The county is required by state law to realign the districts at least every 10 years (after the decennial census) if there are major population imbalances. During a previous redistricting in 1976, the supervisors were able to get by with fairly minor adjustments that kept most districts relatively intact. But at the next redistricting, expected early next year, the supervisors will have to do far more than trim a bit here and add a bit there.

In fact, say some county observers, the new population firgures show imbalances so extensive that they can be corrected only by drastic remapping, or by creating a new district.

Unless the board carves out a ninth district -- which some supervisors say is a possibility -- some of the declining districts may have to stretch westward toward the new population centers.

For example, Lee and Mount Vernon have always been within the area bordered by the Beltway, the Potomac River and I-395 (Shirley Highway). But those two districts also have steadily lost population in the last five years.

Drawing new district lines to reflect those population changes probably would mean including a large part of Lee in Mount Vernon. Lee's geographical area then would be expanded, almost certainly making a historic jump across Shirley Highway into areas that have always been identified with Springfield and possibly Annandale.

And Lee's longtime supervisor, Democrat Joseph Alexander, could find himself somewhat in the shoes of a first-time candidate, trying to discover who his constituents are and what they want.

By contrast, the growing districts -- such as Springfield, which is 50 percent larger in population than Lee, Mount Vernon or Mason -- would have to be shorn of some big chunks of real estate.

But supervisors from those districts are not likely to give up any strongholds of support without a fight.

For instance, the Centreville supervisor, Democrat Martha V. Pennino, began her political career in Vienna and still lives there. Redistricting could require that she give up part of her home base. But that might be preferable to giving up a part of populous Reston, which traditionally has supported her more enthusiastically than her hometown.

Springfield, the most populous of the districts, with 94,163 people, probably will face the biggest geographical cuts. It's doubtful, however, that Republican Marie B. Travesky would want to lose Greenbriar on the north or some of the voting precincts in the east that helped her win a second term last November.

Extensive realignment of district lines will give more clout to residents of expanding western sections of the county -- areas where residents have been clamoring for more schools and other expensive services. The older sections of the county could find themselves increasingly isolated in battles of how to handle -- and pay for -- increasing growth in Fairfax.

The supervisors could avoid some of these dilemmas by creating a ninth district -- possibly a crescent-shaped area that could include parts of Springfield, Centreville and Dranesville, the three population leaders.

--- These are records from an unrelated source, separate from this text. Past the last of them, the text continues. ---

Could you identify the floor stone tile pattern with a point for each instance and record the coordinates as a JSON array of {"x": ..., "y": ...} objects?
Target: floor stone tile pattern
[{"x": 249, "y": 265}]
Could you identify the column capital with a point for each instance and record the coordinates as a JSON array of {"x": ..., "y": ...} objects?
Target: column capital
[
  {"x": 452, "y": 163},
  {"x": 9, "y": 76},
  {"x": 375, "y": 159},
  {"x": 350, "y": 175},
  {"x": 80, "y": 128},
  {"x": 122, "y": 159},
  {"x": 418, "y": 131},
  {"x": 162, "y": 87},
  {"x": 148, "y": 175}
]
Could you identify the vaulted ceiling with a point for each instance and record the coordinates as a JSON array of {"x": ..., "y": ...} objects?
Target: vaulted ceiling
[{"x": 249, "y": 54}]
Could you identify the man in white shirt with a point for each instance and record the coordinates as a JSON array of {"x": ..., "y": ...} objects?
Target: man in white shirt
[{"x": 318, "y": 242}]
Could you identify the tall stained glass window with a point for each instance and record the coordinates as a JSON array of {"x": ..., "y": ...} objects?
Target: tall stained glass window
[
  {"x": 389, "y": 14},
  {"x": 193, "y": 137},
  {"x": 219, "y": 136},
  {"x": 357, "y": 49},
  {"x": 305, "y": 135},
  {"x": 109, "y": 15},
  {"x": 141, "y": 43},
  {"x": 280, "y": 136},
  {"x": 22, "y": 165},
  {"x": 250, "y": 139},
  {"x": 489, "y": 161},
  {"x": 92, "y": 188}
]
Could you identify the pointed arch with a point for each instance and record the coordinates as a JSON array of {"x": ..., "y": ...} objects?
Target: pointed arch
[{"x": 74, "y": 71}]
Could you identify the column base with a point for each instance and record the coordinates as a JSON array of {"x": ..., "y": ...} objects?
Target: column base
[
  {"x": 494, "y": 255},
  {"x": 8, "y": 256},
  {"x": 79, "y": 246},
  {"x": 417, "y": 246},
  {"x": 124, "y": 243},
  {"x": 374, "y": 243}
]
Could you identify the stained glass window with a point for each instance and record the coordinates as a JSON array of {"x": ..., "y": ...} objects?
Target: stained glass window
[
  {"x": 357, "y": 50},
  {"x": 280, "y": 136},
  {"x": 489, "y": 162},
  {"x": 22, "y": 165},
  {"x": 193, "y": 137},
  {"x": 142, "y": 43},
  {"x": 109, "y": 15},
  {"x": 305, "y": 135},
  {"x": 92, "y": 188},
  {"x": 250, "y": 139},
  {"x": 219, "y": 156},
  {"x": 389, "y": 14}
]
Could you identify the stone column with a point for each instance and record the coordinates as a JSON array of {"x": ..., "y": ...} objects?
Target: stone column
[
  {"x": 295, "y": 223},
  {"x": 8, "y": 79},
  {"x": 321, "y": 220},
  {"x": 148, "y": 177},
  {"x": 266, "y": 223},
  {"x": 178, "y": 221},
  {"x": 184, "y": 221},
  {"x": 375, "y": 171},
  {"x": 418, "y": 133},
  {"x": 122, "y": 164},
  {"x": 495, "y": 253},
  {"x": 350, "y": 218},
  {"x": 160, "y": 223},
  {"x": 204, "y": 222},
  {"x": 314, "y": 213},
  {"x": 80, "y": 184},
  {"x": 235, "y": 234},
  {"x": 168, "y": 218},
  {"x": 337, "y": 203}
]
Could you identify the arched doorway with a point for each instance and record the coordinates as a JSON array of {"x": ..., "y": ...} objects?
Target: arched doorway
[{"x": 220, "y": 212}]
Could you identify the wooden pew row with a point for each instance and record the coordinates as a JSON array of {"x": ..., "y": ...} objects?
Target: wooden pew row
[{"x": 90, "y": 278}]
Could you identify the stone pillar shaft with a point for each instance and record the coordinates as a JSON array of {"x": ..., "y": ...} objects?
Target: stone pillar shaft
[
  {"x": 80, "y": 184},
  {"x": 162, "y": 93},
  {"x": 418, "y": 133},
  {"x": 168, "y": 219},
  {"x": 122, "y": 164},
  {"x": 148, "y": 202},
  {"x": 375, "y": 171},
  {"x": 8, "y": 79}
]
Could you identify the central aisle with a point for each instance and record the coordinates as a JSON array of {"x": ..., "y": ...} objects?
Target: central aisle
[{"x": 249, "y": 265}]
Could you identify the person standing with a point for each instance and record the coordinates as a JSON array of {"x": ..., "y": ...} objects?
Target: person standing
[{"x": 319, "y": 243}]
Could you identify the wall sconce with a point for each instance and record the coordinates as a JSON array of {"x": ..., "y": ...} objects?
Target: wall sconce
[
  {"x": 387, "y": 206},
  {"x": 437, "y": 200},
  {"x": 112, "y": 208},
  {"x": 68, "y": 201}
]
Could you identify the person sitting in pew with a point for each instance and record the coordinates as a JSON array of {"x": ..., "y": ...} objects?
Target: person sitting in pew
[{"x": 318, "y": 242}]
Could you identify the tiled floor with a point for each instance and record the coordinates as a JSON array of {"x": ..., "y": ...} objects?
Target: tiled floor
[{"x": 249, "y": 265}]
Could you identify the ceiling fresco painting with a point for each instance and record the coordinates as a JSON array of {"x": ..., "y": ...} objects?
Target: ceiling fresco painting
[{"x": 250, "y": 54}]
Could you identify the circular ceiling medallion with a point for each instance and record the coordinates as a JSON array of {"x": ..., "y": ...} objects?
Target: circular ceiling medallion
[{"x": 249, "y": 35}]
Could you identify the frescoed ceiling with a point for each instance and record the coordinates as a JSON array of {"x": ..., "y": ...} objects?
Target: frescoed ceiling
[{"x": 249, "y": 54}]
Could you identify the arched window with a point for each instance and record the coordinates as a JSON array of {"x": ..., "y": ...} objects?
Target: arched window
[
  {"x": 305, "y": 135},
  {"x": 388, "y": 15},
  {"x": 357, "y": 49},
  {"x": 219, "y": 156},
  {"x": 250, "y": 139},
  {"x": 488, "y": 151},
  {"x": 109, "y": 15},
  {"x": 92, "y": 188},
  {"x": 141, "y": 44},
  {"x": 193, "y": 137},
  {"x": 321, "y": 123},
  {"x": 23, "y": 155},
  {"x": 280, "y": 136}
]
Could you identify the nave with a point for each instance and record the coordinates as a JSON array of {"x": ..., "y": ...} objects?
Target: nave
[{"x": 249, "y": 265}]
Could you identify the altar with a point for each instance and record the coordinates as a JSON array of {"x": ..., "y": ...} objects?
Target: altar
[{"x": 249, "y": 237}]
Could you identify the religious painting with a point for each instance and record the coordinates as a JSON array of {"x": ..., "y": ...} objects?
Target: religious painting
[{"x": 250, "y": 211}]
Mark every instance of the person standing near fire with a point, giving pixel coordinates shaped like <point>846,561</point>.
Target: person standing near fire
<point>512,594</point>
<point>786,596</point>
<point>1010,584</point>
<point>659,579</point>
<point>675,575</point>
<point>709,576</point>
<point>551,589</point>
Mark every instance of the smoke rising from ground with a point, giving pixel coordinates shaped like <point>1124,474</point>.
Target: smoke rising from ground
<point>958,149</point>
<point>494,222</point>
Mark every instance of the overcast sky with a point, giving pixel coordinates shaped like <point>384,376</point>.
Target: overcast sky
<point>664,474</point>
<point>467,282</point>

But that could create just as many political problems as realigning and retaining eight districts. With a ninth district, supervisors probably would want to eliminate the present at-large chairman's position to avoid tie votes.

If that happened the supervisors would choose a chairman from their own ranks, but it is doubtful that he or she would have the prestige and power of a chairman elected by all county voters. In addition, such a change would require approval by the General Assembly.

If history is any indicator, the supervisors are apt to draw lines that will minimize damage to their power bases. In 1976, they rejected all five staff proposals for redistricting and drew lines that disrupted their constituencies as little as possible.

But the population differences are so great this time that, however the supervisors wield their red pencils, it seems almost certain that politics in Fairfax County will face historic and -- for some residents and officeholders -- unsettling changes.